Monday, July 20, 2015

Avoiding EEPROM Wearout


Summary: If you're periodically updating a particular EEPROM value every few minutes (or every few seconds) you could be in danger of EEPROM wearout. Avoiding this requires reducing the per-cell write frequency. For some EEPROM technology anything more frequent than about once per hour could be a problem.

Time Flies When You're Recording Data:

EEPROM is commonly used to store configuration parameters and operating history information in embedded processors. For example, you might have a rolling "flight recorder" function to record the most recent operating data in case there is a system failure or power loss. I've seen specifications for this sort of thing require recording data every few seconds.

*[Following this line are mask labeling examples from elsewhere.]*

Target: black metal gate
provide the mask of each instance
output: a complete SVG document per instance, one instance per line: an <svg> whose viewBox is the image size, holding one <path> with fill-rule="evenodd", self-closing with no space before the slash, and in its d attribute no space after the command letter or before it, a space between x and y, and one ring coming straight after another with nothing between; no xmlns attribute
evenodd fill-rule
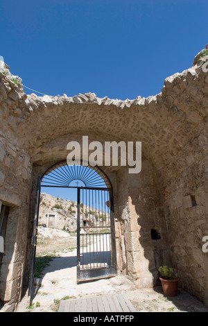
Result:
<svg viewBox="0 0 208 326"><path fill-rule="evenodd" d="M78 283L116 275L114 233L112 190L78 188Z"/></svg>
<svg viewBox="0 0 208 326"><path fill-rule="evenodd" d="M83 187L78 187L80 182ZM116 243L110 182L98 167L58 163L38 178L28 286L31 301L42 187L77 189L77 283L115 276Z"/></svg>

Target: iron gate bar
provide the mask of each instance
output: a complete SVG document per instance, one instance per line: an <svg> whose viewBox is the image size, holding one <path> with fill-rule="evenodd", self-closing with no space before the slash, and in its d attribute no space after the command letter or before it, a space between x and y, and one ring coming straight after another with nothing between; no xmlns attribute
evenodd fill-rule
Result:
<svg viewBox="0 0 208 326"><path fill-rule="evenodd" d="M77 187L77 283L115 276L112 191L109 188L92 187ZM110 201L110 207L107 201ZM80 234L80 229L91 229L92 233ZM103 232L95 232L98 229Z"/></svg>

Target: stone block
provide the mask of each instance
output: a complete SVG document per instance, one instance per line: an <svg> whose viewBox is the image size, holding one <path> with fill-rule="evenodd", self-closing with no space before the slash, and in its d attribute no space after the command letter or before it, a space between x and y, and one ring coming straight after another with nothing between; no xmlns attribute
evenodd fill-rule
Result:
<svg viewBox="0 0 208 326"><path fill-rule="evenodd" d="M192 198L191 196L185 196L183 198L183 206L184 208L189 208L192 207L193 206L193 202L192 202Z"/></svg>

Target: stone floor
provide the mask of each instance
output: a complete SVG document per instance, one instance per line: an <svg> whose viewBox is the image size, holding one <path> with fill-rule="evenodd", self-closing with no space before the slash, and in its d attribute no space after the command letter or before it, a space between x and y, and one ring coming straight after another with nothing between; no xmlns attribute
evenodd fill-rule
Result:
<svg viewBox="0 0 208 326"><path fill-rule="evenodd" d="M61 255L51 261L44 269L42 278L37 280L39 286L33 304L30 306L26 295L17 312L57 312L62 300L85 299L121 292L125 292L137 311L208 312L208 308L202 302L180 289L177 296L166 298L162 286L136 289L130 280L121 275L77 284L76 250L62 252Z"/></svg>

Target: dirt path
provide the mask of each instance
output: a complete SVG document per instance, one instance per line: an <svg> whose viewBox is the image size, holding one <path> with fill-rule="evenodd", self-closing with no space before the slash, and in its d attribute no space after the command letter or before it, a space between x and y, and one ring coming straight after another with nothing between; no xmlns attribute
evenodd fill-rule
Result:
<svg viewBox="0 0 208 326"><path fill-rule="evenodd" d="M75 245L75 239L56 240L47 240L42 249L39 248L44 252L49 246L59 257L54 258L44 268L33 305L29 307L26 295L19 304L17 312L54 312L58 311L60 301L63 299L92 297L123 291L137 311L208 312L208 309L196 298L180 289L176 297L167 298L163 295L161 286L154 289L137 289L128 277L122 275L77 284L76 249L71 249L71 246ZM58 249L60 251L57 251Z"/></svg>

The problem is that  EEPROM only works for a limited number of write cycles.  After perhaps 100,000 to 1,000,000 (depending on the particular chip you are using), some of your deployed systems will start exhibiting EEPROM wearout and you'll get a field failure. (Look at your data sheet to find the number. If you are deploying a large number of units "worst case" is probably more important to you than "typical.")  A million writes sounds like a lot, but they go by pretty quickly.  Let's work an example, assuming that a voltage reading is being recorded to the same byte in EEPROM every 15 seconds.

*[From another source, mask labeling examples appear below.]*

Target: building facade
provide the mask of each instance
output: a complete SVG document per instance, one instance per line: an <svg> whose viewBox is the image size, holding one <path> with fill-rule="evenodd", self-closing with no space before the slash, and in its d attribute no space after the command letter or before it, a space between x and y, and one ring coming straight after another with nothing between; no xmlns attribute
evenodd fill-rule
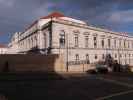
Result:
<svg viewBox="0 0 133 100"><path fill-rule="evenodd" d="M0 55L7 54L8 47L6 45L0 44Z"/></svg>
<svg viewBox="0 0 133 100"><path fill-rule="evenodd" d="M12 53L38 50L59 54L67 65L103 61L107 54L120 64L133 65L133 36L96 28L57 12L15 33L9 46Z"/></svg>

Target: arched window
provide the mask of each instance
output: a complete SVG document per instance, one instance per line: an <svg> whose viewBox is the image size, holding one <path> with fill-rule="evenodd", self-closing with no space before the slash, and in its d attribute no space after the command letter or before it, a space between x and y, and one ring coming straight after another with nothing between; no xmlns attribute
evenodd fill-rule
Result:
<svg viewBox="0 0 133 100"><path fill-rule="evenodd" d="M102 39L101 44L102 44L102 48L104 48L104 39Z"/></svg>
<svg viewBox="0 0 133 100"><path fill-rule="evenodd" d="M90 64L89 54L86 54L86 61L87 61L87 64Z"/></svg>
<svg viewBox="0 0 133 100"><path fill-rule="evenodd" d="M79 54L75 55L76 61L79 61Z"/></svg>
<svg viewBox="0 0 133 100"><path fill-rule="evenodd" d="M60 33L59 43L60 43L60 47L65 47L65 32L64 31L61 31Z"/></svg>

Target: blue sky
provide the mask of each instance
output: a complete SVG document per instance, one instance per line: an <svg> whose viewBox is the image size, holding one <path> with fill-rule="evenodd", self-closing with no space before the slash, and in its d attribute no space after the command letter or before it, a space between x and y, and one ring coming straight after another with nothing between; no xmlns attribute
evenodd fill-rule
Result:
<svg viewBox="0 0 133 100"><path fill-rule="evenodd" d="M11 34L54 11L133 35L133 0L0 0L0 43L8 43Z"/></svg>

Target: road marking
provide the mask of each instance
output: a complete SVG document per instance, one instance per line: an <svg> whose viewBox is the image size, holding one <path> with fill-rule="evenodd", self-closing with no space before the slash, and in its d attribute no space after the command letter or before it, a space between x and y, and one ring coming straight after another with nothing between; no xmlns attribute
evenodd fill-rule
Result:
<svg viewBox="0 0 133 100"><path fill-rule="evenodd" d="M120 93L115 93L115 94L111 94L111 95L108 95L108 96L97 98L95 100L105 100L105 99L109 99L111 97L120 96L120 95L124 95L124 94L128 94L128 93L132 93L132 92L133 92L133 90L129 90L129 91L125 91L125 92L120 92Z"/></svg>
<svg viewBox="0 0 133 100"><path fill-rule="evenodd" d="M111 82L111 83L122 85L122 86L126 86L126 87L129 87L129 88L133 88L133 85L131 85L131 84L124 83L124 82L119 82L119 81L116 81L116 80L113 80L113 79L106 79L106 78L102 78L102 77L98 77L96 79L103 80L103 81L106 81L106 82Z"/></svg>
<svg viewBox="0 0 133 100"><path fill-rule="evenodd" d="M119 82L119 81L116 81L116 80L113 80L113 79L106 79L106 78L102 78L102 77L98 77L96 79L103 80L103 81L106 81L106 82L111 82L111 83L122 85L122 86L126 86L126 87L129 87L129 88L133 88L133 85L131 85L131 84ZM120 95L124 95L124 94L128 94L128 93L132 93L132 92L133 92L133 90L114 93L114 94L111 94L111 95L108 95L108 96L96 98L95 100L105 100L105 99L108 99L108 98L111 98L111 97L120 96Z"/></svg>

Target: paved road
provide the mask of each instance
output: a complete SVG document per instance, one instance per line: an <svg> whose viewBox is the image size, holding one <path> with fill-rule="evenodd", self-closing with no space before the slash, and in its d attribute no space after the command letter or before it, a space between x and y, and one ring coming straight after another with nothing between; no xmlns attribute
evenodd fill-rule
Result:
<svg viewBox="0 0 133 100"><path fill-rule="evenodd" d="M65 79L47 79L42 75L39 76L41 78L34 77L21 76L21 79L17 77L16 80L0 78L0 95L9 100L118 100L122 96L132 97L132 85L111 76L70 76Z"/></svg>

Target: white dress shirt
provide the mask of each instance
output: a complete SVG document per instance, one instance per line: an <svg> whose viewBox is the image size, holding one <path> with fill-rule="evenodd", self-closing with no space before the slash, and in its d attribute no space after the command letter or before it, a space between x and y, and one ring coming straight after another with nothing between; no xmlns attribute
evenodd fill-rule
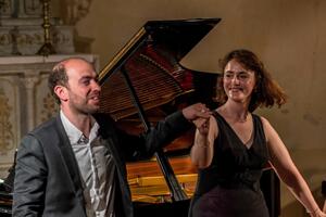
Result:
<svg viewBox="0 0 326 217"><path fill-rule="evenodd" d="M89 138L86 138L62 111L60 117L79 166L87 216L114 217L115 165L109 149L98 137L98 123L93 119Z"/></svg>

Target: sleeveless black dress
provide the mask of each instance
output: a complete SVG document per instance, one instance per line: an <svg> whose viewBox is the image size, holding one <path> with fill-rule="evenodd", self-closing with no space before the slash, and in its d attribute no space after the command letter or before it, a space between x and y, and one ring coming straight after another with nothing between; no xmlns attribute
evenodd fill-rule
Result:
<svg viewBox="0 0 326 217"><path fill-rule="evenodd" d="M190 217L268 217L260 189L268 152L261 118L252 114L253 143L248 149L228 123L214 113L218 136L212 164L198 174Z"/></svg>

1,000,000 writes at one write per 15 seconds is 4 writes per minute:
  1,000,000 / ( 4 * 60 minutes/hr * 24 hours/day ) = 173.6 days.
In other words, your EEPROM will use up its million-cycle wearout budget in less than 6 months.

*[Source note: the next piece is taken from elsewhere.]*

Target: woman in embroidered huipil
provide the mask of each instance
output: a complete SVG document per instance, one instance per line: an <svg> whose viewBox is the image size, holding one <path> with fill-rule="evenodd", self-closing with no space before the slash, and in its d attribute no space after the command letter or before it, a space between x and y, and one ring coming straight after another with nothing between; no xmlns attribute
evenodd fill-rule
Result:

Below is a table showing the time to wearout (in years) based on the period used to update any particular EEPROM cell. The crossover values for 10 year product life are one update every 5 minutes 15 seconds for an EEPROM with a million cycle life. For a 100K life EEPROM you can only update a particular cell every 52 minutes 36.  This means any hope of updates every few seconds just aren't going to work out if you expect your product to last years instead of months. Things scale linearly, although in real products secondary factors such as operating temperature and access mode can play a factor.



Reduce Frequency
The least painful way to resolve this problem is to simply record the data less often. In some cases that might be OK to meet your system requirements.

Or you might be able to record only when things change more than a small amount, with a minimum delay between successive data points. However, with event-based recording be mindful of value jitter or scenarios in which a burst of events can wear out EEPROM.

(It would be nice if you could track how often EEPROM has been written. But that requires a counter that's kept in EEPROM ... so that idea just pushes the problem into the counter wearing out.)

Low Power Interrupt
In some processors there is a low power interrupt that can be used to record one last data value in EEPROM as the system shuts down due to loss of power. In general you keep the value you're interested in a RAM location, and push it out to EEPROM only when you use power.  Or, perhaps, you record it to EEPROM once in a while and push another copy out to EEPROM as part of shut-down to make sure you record the most up-to-date value available.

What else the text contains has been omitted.